Les auditeurs attentifs de la nouvelle pythie du 21ème siècle, Janet Yellen présidente de la Fed, auront remarqué que le retour de l’inflation en tant que hausse des prix à la consommation a été évoqué lors du dernier comité monétaire. Cependant, la Fed a malgré tout décidé de ralentir son programme de hausse des taux directeurs.
Contrairement à ce que véhicule la bonne parole officielle, les banques centrales n’oeuvrent pas dans l’intérêt de l’économie réelle et de Monsieur Tout-le-Monde. Elles poursuivent en réalité deux buts :
– Protéger l’industrie financière. Si les banques centrales s’appellent « banques », c’est bien parce que ce sont des super-banques. Elles ne s’appellent pas « Trésor » ou « organisme en charge de la gestion de la masse monétaire ». En tant que banques, leur vocation c’est le crédit.
– Protéger l’Etat-Providence qui est le plus gros client des banques et a sous-traité la création monétaire aux banques commerciales.
Ce n’est pas un hasard si le gonflement des bulles de crédit a suivi celui des dépenses sociales des pays développés. Une récente (mars 2016) étude de Citigroup s’est penchée sur les engagements non provisionnés des Etats-Providence de l’OCDE. Voici ce que cela donne (illustré par le graphique ci-dessous, en anglais) : pour 44 000 milliards de dollars de dette publique avouée, les gouvernements des pays développés ont en réalité 78 000 milliards d’engagements de retraite non provisionnés. Ce n’est que la retraite, pas la maladie ou le chômage !
Que font, depuis la nuit des temps, les Etats lorsqu’ils sont surendettés ? Ils créent de la monnaie pour donner l’apparence de la solvabilité. Créer de la monnaie conduit à renchérir artificiellement les prix, ce qui permet de gonfler les recettes fiscales et de ronger les dettes publiques. L’inflation — conséquence de la création monétaire — est le Graal de tout pays surendetté.
Même les meilleures choses ont une fin
Aujourd’hui, monnaie et crédit sont une seule et même chose. La monnaie en espèces sonnantes et trébuchantes ou en billets disparaît au profit de lignes inscrites dans des mémoires informatiques. Les banques centrales ont donc créé des quantités astronomiques de crédit. Ce faisant, nous avons eu le droit à une inflation (hausse des prix) des actifs financiers. Les prix des obligations et des actions se sont envolés. Les banques centrales ont ainsi réussi à masquer l’insolvabilité des deux entités qu’elles protègent :
– Les gouvernements qui ont pu continuer à s’endetter à bon compte sans voir la charge des intérêts payés augmenter.
– Les banques commerciales qui font apparaître à leur bilan des valorisations flatteuses.
Mission accomplie, donc. Quant à Monsieur Tout-le-Monde, il ne s’est pas plaint car il n’a pas eu à endurer de hausse des prix à la consommation ; ces derniers sont restés assez sages malgré des niveaux inédits de création monétaire. Il n’y a pas eu de hausse générale des prix à la consommation car le crédit abondant a financé de monstrueuses capacités de surproduction et la concurrence fait rage. Mais même les meilleures manipulations ont une fin… … L’inflation commencerait à poindre sont nez aux Etats-Unis.

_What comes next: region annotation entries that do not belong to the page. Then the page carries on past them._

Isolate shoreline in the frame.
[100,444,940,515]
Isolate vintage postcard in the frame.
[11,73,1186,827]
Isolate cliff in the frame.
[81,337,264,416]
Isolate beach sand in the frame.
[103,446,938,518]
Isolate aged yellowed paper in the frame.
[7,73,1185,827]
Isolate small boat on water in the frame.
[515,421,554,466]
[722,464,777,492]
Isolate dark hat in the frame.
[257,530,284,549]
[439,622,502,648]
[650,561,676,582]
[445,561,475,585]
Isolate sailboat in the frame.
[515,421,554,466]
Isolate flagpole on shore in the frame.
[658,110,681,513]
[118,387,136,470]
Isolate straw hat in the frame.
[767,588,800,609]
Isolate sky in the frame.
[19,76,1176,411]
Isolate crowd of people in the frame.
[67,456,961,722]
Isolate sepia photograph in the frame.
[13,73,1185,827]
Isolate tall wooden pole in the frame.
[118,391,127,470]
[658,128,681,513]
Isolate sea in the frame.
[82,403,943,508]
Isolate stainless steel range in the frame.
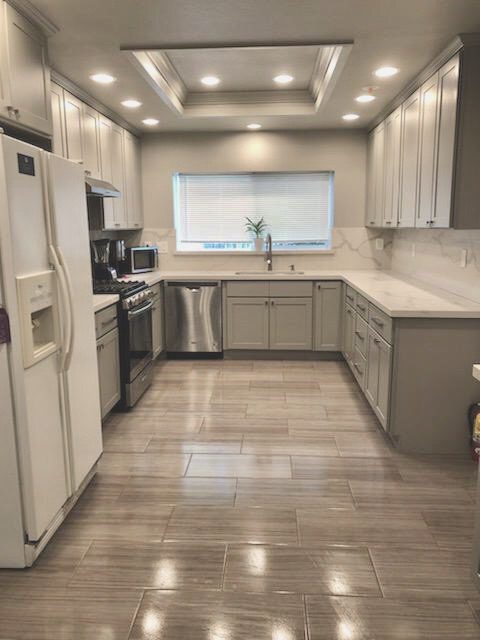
[94,280,153,408]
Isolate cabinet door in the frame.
[416,73,438,227]
[314,282,342,351]
[111,124,128,229]
[152,296,164,358]
[97,329,120,418]
[398,91,420,227]
[2,2,52,135]
[365,331,380,409]
[375,339,392,429]
[227,298,269,349]
[124,131,143,229]
[432,55,459,227]
[98,116,115,229]
[63,91,83,164]
[382,107,402,228]
[270,298,312,351]
[367,122,385,227]
[51,82,67,158]
[343,304,356,365]
[82,104,101,178]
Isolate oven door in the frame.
[126,300,153,382]
[130,247,157,273]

Est-ce sérieux ? En regardant ce graphe, vous comprenez pourquoi la Fed a décidé de ne rien faire : le niveau n’est pas du tout suffisant pour ronger efficacement les dettes.
D’où vient l’inflation ?
Cette inflation annonce-t-elle la fin des surcapacités productives ? Difficile à croire. Côté production, songez au pétrole de schiste, à l’industrie automobile… De l’autre côté de la chaîne économique, songez à la consommation subventionnée par les « transferts sociaux » et le crédit (crédit étudiant aux Etats-Unis). D’où vient cette inflation alors ? Je pense que même Janet Yellen n’en sait rien. Il est encore trop tôt pour un diagnostic.
En Allemagne aussi, où les épargnants sont punis par les taux d’intérêt négatifs, l’inflation fait une petite poussée de fièvre. L’inflation décollera lorsque les créditeurs du système voudront retirer leur argent de la sphère financière puisque leur épargne ne leur rapporte plus rien et le dépenser plutôt que le laisser dans les banques. Si l’inflation décolle vraiment que pensez-vous que les banques centrales feront ? Rien, évidemment. De toute façon, toute hausse des taux dans un monde surendetté précipiterait des faillites en cascade.
Comme l’avait fait remarquer Karl Otto Pöhl, un ancien de la Bundesbank : « L’inflation, c’est comme la pâte dentifrice. Une fois qu’elle est sortie du tube, il est impossible de l’y faire rentrer ».